ON DUPLICATE KEY adding rows


OK so I have the following table:

CREATE TABLE `Tags` (
  `tag_id` int(10) unsigned NOT NULL AUTO_INCREMENT,
  `tag` varchar(100) DEFAULT NULL,
  PRIMARY KEY (`tag_id`),
  UNIQUE KEY `tag` (`tag`),
  KEY `tag_id` (`tag_id`)
) ENGINE=InnoDB AUTO_INCREMENT=0 DEFAULT CHARSET=utf8;
SET FOREIGN_KEY_CHECKS=1;

When I run the following query, it seems to be increasing the primary key even if it finds duplicates (even though it doesn't add the duplicate).

INSERT INTO Tags (tag) VALUES ('book'),('cats'),('dogs') ON DUPLICATE KEY UPDATE tag = tag

You get...

tag_id | tag
==============================
1      | book
2      | robots
3      | doodles
5      | cats
6      | dogs
==============================

How do I prevent this?


Solution

  • You can't really prevent this, and you shouldn't worry about it. Gaps in the auto-incremented id are almost never a problem.

    What is happening is that MySQL is attempting to insert the row. In order to insert the row, it has to construct it -- hence the auto-incremented column is incremented. When the row is already found, then the insert fails, but the auto-increment is already incremented.

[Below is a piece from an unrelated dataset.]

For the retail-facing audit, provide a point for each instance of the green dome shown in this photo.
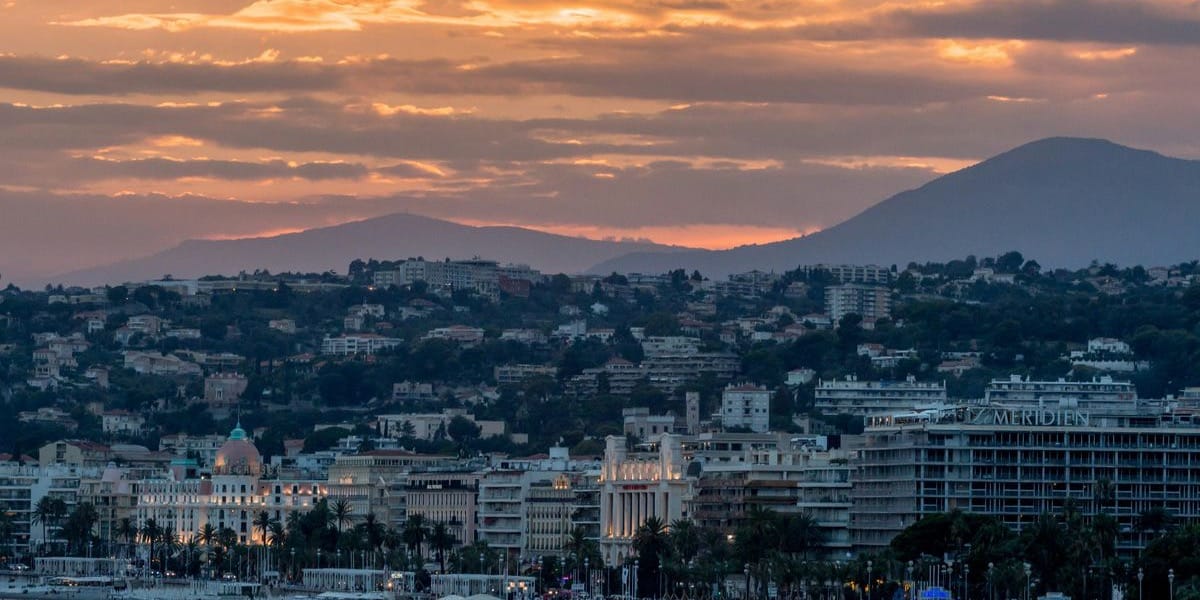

    If you want to minimize the problem, you can attempt to find the duplicates before attempting the insert:

    INSERT INTO Tags (tag) 
        SELECT t.tag
        FROM (SELECT 'book' as tag UNION ALL
              SELECT 'cats' as tag UNION ALL
              SELECT 'dogs' as tag
             ) t
        WHERE NOT EXISTS (SELECT 1 FROM Tags t2 WHERE t2.tag = t.tag)
        ON DUPLICATE KEY UPDATE tag = VALUES(tag);
    

    This is not a 100% fix -- the subquery could have duplicates or another process could update the table while this is running. However, it will generally avoid inserting records when they shouldn't be inserted.